À force de chanter, le bel ange aux boucles bleu nuit a su m’accompagner à travers les saisons blondes et brunes, il m’a porté au sommeil en plein hiver, mélodies de pluie, symphonies de neige soufflées par les lames du vent issues de l’ombre, puis insensiblement les brumes et voiles du crépuscule se sont trouvés au bord du silence en un ensemble discret que le soleil naissant a regroupé pour faire surgir une figure neuve, accueillante et douce, visage ocre, mantille souple, la visiteuse.
Elle ne remplace pas l’ange – qui peut rivaliser avec lui en joie et en beauté ? – elle forme de l’ange heureux et impromptu la représentation large, terrestre et bienveillante. Elle a troqué le primesaut salvateur de mon double aérien pour une autre venue bien à nous, là où les feuilles de la saison dernière figurent son avance complexe parce que droite et peu causante. La voyant, j’éprouve un léger recul, sans doute à cause du froissement des voiles et de la marche régulière des pas qui saluent le sol plus qu’ils ne pèsent.

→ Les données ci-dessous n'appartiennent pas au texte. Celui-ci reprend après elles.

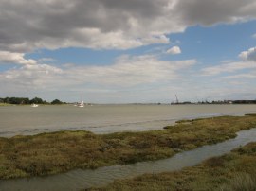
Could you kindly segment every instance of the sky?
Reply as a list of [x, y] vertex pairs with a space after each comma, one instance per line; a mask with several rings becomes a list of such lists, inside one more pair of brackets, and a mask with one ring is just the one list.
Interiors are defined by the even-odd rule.
[[256, 99], [255, 0], [1, 0], [0, 97]]

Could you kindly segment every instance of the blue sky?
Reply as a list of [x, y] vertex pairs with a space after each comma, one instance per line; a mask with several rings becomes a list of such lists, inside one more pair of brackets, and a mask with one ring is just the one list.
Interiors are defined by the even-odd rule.
[[256, 99], [255, 9], [251, 0], [3, 1], [0, 97]]

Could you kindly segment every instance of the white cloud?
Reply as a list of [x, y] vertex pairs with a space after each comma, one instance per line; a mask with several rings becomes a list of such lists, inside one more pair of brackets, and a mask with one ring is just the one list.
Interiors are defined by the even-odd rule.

Elle s’est imposée sans que je le veuille – je l’ai déjà murmuré – et contrairement à l’ange fureteur elle se moque bien de mes textes, étant à elle seule la prose du monde tel qu’il va avec ses corvées, ses petites joies et son austère splendeur de mythe élégant ; elle est la veille, le jour et le lendemain, milieu du temps comme l’ange est milieu de l’espace et je la vois, immanence gracieuse, remettre constamment en place ses multiples dentelles hésitantes, elle qui justement est si sûre d’elle depuis qu’elle a surgi du fond des terres qui se couvrent un peu plus chaque jour du premier vert.